Dans une France du Nord minier et du chômage, Lucas Belvaux enrôle une jeune femme altruiste dans une campagne d’extrême droite, au service d’un parti identitaire à la ressemblance non fortuite avec le Front National.
Chez Nous, c’est chez eux, et chez eux, c’est chez nous. Et eux, c’est nous. Ils nous ressemblent, on leur ressemble. Derrière leur porte ne se tient pas un autre monde, mais notre France familière, notre pays partagé, des visages communs, des vies comme les nôtres, des gens comme en connaît, des potes comme on en a, des voisins comme on en côtoie : une infirmière à domicile divorcée (Émilie Dequenne) qui élève ses gosses comme elle peut et s’occupe de son vieux père, ancien mineur communiste ; un médecin de famille affable et matois (André Dussollier) ; un facho au visage d’ange (Guillaume Gouix), entraîneur sportif qui se démène pour les gosses ; une prof super sympa (Anne Marivin) qui rend des services.
Le populisme a ceci de singulier, qu’il s’habille sans monstruosité, et c’est d’abord ce qui frappe dans le film de Lucas Belvaux : la respectabilité et l’amabilité. Il n’y a ni fous furieux, ni idéologues dangereux, mais l’extrême normalité d’une France déboussolée, en crise, se sentant exclue, reléguée, se raccrochant à d’impossibles chimères. En embuscade se tient un parti d’extrême droite, le Rassemblement national populaire, qui capitalise avec une habileté déconcertante sur leur désespérance. À sa tête, une blonde forte en gueule dans laquelle on reconnaît sans peine le double de cinéma de Marine Le Pen. Une chef de parti roublarde, lissant avec une nouvelle rhétorique et des éléments choisis de langage, des idées xénophobes, racistes et antisémites. Chez Nous montre comment opère, avec un vrai génie stratégique, la dédiabolisation et l’expansion du parti sous le masque d’une extrême normalité. Les apparences d’un parti comme un autre.

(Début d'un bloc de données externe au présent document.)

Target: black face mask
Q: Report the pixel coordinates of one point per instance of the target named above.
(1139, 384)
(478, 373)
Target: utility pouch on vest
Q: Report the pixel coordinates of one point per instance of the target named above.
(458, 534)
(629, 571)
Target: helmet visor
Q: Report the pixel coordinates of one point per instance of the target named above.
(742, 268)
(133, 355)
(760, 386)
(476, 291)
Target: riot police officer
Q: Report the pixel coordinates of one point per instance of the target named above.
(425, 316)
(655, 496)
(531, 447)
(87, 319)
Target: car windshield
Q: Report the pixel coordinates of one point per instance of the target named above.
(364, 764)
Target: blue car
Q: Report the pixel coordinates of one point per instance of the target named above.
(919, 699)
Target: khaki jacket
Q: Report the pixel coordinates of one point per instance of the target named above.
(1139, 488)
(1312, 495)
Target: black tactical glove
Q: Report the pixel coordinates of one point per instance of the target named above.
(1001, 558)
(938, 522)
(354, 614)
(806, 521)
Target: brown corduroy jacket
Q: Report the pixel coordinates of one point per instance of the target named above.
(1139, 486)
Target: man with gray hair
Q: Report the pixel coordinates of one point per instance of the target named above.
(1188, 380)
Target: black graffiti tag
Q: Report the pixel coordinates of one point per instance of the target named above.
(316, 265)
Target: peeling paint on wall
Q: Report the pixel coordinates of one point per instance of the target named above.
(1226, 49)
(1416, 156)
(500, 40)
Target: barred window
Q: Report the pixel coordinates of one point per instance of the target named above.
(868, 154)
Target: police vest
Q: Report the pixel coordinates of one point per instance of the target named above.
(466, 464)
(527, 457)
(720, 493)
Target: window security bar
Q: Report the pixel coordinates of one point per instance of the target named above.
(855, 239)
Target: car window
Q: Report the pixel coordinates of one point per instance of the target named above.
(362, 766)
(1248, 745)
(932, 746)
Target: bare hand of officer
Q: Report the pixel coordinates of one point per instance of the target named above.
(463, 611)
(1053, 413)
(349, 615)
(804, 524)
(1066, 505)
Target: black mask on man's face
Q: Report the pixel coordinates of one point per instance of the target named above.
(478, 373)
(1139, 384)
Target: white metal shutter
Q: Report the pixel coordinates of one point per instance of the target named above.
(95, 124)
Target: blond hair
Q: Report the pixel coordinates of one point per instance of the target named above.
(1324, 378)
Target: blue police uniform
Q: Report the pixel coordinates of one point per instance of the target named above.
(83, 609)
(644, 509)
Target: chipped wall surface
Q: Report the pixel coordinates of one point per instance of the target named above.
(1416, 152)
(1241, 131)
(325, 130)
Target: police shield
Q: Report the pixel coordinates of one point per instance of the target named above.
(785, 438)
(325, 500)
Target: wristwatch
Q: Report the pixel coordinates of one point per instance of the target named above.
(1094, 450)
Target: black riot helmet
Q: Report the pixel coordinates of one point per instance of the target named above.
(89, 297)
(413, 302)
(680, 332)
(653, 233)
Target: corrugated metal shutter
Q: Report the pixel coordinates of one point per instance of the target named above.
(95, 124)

Lucas Belvaux joue habilement, jusqu’au trouble, avec cette normalité et ces personnages pour lesquels on éprouve de la sympathie, de l’empathie – comment faire face à ces gens qui ne font même pas peur ? se demande le spectateur. Avec une clinicité toute politique, sa fiction prise sur le réel du FN dissèque avec conséquence les ressorts de l’extension du domaine de sa lutte. Comment il enrôle dans ses campagnes des gens qui ne militent même pas pour ses idées, mais veulent juste changer les choses. Le scénario de Chez Nous, coécrit avec Jérôme Leroy d’après son livre Le Bloc (Gallimard), avance avec les mêmes armes que le FN. Voici la banalité du mal – et on sait depuis Hannah Arendt que l’ordinaire est possiblement terrifiant.
Lucas Belvaux passe en douce, sans forçage scénaristique, sans coup de poing dans la gueule, sans démonstration spectaculaire. Film de tract avec tact ? Il occupe en réalité une position faussement neutre. Jetant dans les bras de l’infirmière gentille fille, naïve, enrôlée presque malgré elle, l’entraîneur sportif facho, ancien membre du service d’ordre du parti, qui casse du migrant dans les bois la nuit et de l’étranger le jour dans la cité, il remet sur la table le vrai fond idéologique et haineux de l’extrême droite. Lucas Belvaux n’est pas un cinéaste dégagé. Comme Alan Clarke avec Made in Britain, portrait frontal d’un skinhead des années quatre-vingt, dont Diastème a filmé sa version actualisée dans le récent Un Français, il montre le mal radical derrière la banalité du mal. Bienvenue Chez Nous.